Announcement

Collapse
No announcement yet.
X
  • Filter
  • Time
  • Show
Clear All
new posts

  • Comparing numbers in string variables

    Dear all,

    I have a dataset including two string variables, str1 and str2. Both display various pairs of numbers, in the style "A:B , A:B , ..." Suppose that for a given observation (row), str1 equals

    "15000:4500 , 17540:5000 , 16000:1000"

    (The "" are not part of the string, I just use them here for clarification; however, the comma inbetween pairs is part of the string)

    and str2 equals

    "15000:2000 , 19000:2000 , 16000:900 , 16490:400".

    I would like to create a dummy variable wich takes 1 (and 0 otherwise) if:

    a) There is at least one pair in str1 and str2 that share the same A

    AND

    b) for at least one such case (i.e. common A), the associated B in str1 is larger than the associated B in str2.

    In my above example, a) is satisfied because there are two cases of common A (where these A's are 15000 and 16000), and b) is satisfied because looking at the pairs with A=15000, we see that 4500 is larger than 2000. Therefore, the to-be-created dummy variable should take 1.

    I have thought about this for a while and searched the Internet but could not find a hint or answer. I hope someone can help me out!



  • #2
    I believe this code will do it. I have changed the names of your variables from str1 and str2 to first and second, just to keep things a little clearer midway through the code.

    The complication arises because you have ultra-wide data layout within your variables. Once we break those up and go long, it is not particularly hard.

    Code:
    * Example generated by -dataex-. To install: ssc install dataex
    clear
    input str36 first str47 second
    "15000:4500 , 17540:5000 , 16000:1000" "15000:2000 , 19000:2000 , 16000:900 , 16490:400"
    end
    
    gen long id = _n // OR USE EXISTING ID VARIABLE
    split first, gen(first_) parse(",")
    split second, gen(second_) parse(",")
    reshape long first_ second_, i(id) j(seq)
    
    foreach v of varlist first_ second_ {
        split `v', gen(`v') parse(":") destring
        rename `v'1 `v'A
        rename `v'2 `v'B
        drop `v'
    }
    reshape long first_ second_, i(id seq) j(AB) string
    reshape long @_, i(id seq AB) j(source) string
    
    //    NOW FIND IDS WHERE A FIRST A AND A SECOND A OVERLAP
    by id AB _ (source), sort: gen byte overlap = ///
        AB == "A" &(_N > 1) & source[1] != source[_N]
    by id seq source (overlap), sort: replace overlap = overlap[_N]
    
        //    NOW AMONG THE OVERLAPS FIND ANY WHERE THE CORRESPONDING B VALUE
    //    IS LARGER IN FIRST THAN SECOND
    reshape wide @_, i(id seq source) j(AB) string
    by id seq (source), sort: gen byte ordered_overlap = B_[1] > B_[2] & overlap
    by id (ordered_overlap), sort: replace ordered_overlap = ordered_overlap[_N]
    by id: keep if _n == 1
    drop seq source A_ B_ overlap
    Now, I don't know where you go from here.

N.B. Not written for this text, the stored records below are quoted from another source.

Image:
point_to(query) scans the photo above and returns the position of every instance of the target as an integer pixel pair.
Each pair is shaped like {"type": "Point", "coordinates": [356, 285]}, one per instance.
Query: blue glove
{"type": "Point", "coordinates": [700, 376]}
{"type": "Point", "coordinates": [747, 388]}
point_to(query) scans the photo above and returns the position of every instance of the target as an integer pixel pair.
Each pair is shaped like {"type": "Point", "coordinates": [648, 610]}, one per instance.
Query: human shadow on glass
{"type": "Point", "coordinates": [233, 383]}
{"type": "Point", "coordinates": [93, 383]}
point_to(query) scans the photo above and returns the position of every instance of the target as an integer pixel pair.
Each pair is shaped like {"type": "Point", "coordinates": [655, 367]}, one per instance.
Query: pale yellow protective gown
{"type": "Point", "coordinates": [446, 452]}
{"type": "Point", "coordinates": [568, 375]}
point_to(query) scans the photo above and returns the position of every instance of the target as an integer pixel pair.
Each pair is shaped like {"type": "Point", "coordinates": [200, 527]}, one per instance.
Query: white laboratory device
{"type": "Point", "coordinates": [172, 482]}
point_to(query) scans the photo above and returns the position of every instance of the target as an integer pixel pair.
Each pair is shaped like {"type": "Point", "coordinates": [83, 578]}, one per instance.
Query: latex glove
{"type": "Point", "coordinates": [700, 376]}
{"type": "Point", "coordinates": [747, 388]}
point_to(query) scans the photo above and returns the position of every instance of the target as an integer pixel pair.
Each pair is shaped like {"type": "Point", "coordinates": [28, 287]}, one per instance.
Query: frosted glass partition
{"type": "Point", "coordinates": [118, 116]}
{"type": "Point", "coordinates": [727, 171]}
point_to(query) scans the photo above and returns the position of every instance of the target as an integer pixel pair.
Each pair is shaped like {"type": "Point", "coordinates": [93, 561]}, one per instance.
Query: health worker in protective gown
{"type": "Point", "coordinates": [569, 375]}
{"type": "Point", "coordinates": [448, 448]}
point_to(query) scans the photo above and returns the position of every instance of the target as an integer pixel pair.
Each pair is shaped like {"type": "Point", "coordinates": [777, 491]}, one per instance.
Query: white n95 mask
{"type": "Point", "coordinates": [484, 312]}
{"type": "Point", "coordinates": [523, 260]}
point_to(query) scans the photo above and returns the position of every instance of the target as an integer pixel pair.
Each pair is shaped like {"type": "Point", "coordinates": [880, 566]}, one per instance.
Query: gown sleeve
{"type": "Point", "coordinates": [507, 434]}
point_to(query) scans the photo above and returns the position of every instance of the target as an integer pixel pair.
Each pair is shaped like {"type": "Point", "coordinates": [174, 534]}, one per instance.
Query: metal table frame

This code restores your data to its original layout, adding the indicator variable, which I've named ordered_overlap. But if you are going to need to work with the A and B values, you would be better off leaving the data fully long. That would just mean leaving out the last two lines of this code.

    This code works correctly on the example you gave. But I did not create other test cases where the criteria are not met. So please test this out on your real data. If you find it is not doing what you intended, please respond with the following:

    1. Example data, posted using -dataex- as I have done above, that includes cases where the result should be 0 and others where the result should be 1, as well as examples of where the code has given the incorrect result.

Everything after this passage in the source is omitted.